L’arrêt du soutien au développement de la production d’électricité renouvelable dès 2014 permettrait  aux consommateurs français d’économiser près de 28 milliards d’euros chaque année dès 2030, correspondant à une économie de 70 €/MWh soit environ  une économie de 1100 euros par an et par foyer. Cet arrêt est tout à fait compatible avec une considérable augmentation de la consommation d’énergie renouvelable grâce à la production de chaleur dans les résidentiel et le tertiaire.  Au total la proportion totale d’énergie renouvelable dans la consommation finale atteindrait 21%, à consommation totale constante. Un effort raisonnable de sobriété et d’efficacité énergétique permettrait d’atteindre l’objectif de 23% d’énergie renouvelable dans la consommation finale. Des mesures de retrait des chaudières au fioul et au gaz du marché seraient suffisantes pour assurer le succès de cette substitution des énergies renouvelables aux combustibles fossiles.  L’usage de la chaleur renouvelable est la voie  la moins chère pour atteindre les objectifs que s’est fixés la France,  et celle qui concourt en même temps, de manière très importante, à atteindre un autre objectif , celui de réduire nos émissions de gaz à effet de serre de 23% par rapport à 1990. C’est aussi une voie qui réduit très  efficacement notre dépendance vis à vis du gaz et du pétrole (fioul). Elle permettrait d’économiser, annuellement, environ 10 milliards d'euros de combustibles fossiles, à l'importation. Elle fournirait 6 millions d’années de travail en France (soit de l’emploi pour 300000 salariés pendant 20 ans)

L’émission d’environ 100 millions de tonnes de CO2/an, soit 1 tiers des émissions actuelles serait évitée. Voilà ce que pourrait être l’amorce d’une vraie transition énergétique.


[1] Voir sur le site de « Sauvons le Climat » notre  critique du scénario ADEME

[2] Sur ces 290 TWh  30 sont spécifiquement réservés à la production d’eau chaude sanitaire.

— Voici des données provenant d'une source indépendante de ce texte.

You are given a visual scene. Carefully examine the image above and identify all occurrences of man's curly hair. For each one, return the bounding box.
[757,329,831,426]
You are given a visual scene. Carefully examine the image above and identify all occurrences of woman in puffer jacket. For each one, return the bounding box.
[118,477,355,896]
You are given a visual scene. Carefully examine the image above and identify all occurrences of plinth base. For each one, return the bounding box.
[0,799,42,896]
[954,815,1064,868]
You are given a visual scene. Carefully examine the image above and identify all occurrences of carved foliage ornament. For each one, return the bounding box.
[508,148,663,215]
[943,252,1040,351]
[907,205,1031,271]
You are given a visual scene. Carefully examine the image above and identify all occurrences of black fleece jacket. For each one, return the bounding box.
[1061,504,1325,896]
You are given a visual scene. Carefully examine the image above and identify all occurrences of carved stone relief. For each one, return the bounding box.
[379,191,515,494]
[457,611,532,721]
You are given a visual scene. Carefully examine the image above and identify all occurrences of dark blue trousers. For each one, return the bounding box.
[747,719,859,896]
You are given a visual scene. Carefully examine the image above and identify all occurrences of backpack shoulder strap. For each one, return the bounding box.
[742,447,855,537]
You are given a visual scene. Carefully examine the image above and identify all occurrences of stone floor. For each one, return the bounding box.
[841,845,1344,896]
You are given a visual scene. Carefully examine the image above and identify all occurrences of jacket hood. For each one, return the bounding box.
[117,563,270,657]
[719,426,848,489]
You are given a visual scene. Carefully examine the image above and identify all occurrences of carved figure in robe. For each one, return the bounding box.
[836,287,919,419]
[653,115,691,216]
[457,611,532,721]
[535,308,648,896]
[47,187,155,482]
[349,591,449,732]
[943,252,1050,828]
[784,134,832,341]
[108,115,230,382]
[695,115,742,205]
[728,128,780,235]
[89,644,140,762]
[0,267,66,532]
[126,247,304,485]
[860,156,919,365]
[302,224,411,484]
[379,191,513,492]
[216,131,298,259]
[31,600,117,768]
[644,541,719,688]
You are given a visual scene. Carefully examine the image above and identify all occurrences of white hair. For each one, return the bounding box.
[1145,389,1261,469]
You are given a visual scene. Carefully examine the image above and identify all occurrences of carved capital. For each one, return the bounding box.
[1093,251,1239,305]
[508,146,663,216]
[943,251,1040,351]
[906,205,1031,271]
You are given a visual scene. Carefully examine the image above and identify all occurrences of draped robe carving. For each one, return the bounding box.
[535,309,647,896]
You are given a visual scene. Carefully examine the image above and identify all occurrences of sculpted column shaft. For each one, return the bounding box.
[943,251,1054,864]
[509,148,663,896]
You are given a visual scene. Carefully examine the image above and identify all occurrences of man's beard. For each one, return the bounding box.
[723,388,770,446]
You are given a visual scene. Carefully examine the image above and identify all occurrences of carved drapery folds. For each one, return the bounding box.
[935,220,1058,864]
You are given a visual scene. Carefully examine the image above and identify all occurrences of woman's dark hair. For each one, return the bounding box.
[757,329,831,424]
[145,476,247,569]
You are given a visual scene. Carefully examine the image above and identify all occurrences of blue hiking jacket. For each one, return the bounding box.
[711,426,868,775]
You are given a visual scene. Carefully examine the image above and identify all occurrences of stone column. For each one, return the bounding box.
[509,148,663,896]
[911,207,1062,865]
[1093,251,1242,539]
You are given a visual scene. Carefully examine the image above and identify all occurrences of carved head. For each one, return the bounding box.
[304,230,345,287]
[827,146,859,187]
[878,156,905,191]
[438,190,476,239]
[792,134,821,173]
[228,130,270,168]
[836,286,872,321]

[3] A noter que l’énergie extraite de la nature (géothermie ou air) par les pompes à chaleur fait partie de ce décompte dès lors que  « la production totale des pompes à chaleur dépasse significativement l’énergie primaire requise pour leur fonctionnement » ce qui est le plus souvent le cas. (Article 31 de laDIRECTIVE 2009/28/CE DU PARLEMENT EUROPÉEN ET DU CONSEIL du 23 avril 2009 relative à la promotion de l’utilisation de l’énergie produite à partir de sources renouvelables). On peut d’ailleurs s’interroger sur la justification  de cette directive qui donne le pas à l’efficacité énergétique sur les objectifs de réduction des émissions de gaz à effet de serre et d’augmentation la part des énergies renouvelables dans le mix énergétique.

[4] dont environ 20 TWh électrique et 30 TWh gaz et fioul.

[5] Pour les estimations des productions renouvelables possibles voir le scénario Négatep  sur le site de « Sauvons le Climat ».

[6] Des coefficients de 4 sont envisageables mais, par prudence nous avons retenu la valeur 3

[7] Communication privée par  Bernard Reynier du CLUSTER BATIMENT ECONOME. On suppose un amortissement des investissements sur 20 ans. Les calculs sont faits pour un logement de 120 m2  consommant 2 MWh/an pour le chauffage et 3,2 MWh/an pour l’eau chaude sanitaire. La consommation totale est de 43  kWh/m2 . Contact avec Bernard Reynier : http://www.linkedin.com/pub/bernard-reynier/42/401/220. Voir aussi son ancien article sur la Chaîne Energie :

http://energie.lexpansion.com/habitat/les-couts-du-chauffage-domestique-recapitulons-_a-39-892.html

[8] Ces 10 milliards correspondent à un gain à l’importation tandis que les 16 milliards cités dans l’introduction correspondent aux gains réalisés par les consommateurs finaux. Par exemple, 1000  litres de fioul domestique sont vendus 1000 € (soit 1100 €/tep) alors que le fioul lourd importé coûte 60 à 70 €/baril, soit 400 à 500 €/tep. La différence vient du raffinage (un peu), de la distribution et des taxes.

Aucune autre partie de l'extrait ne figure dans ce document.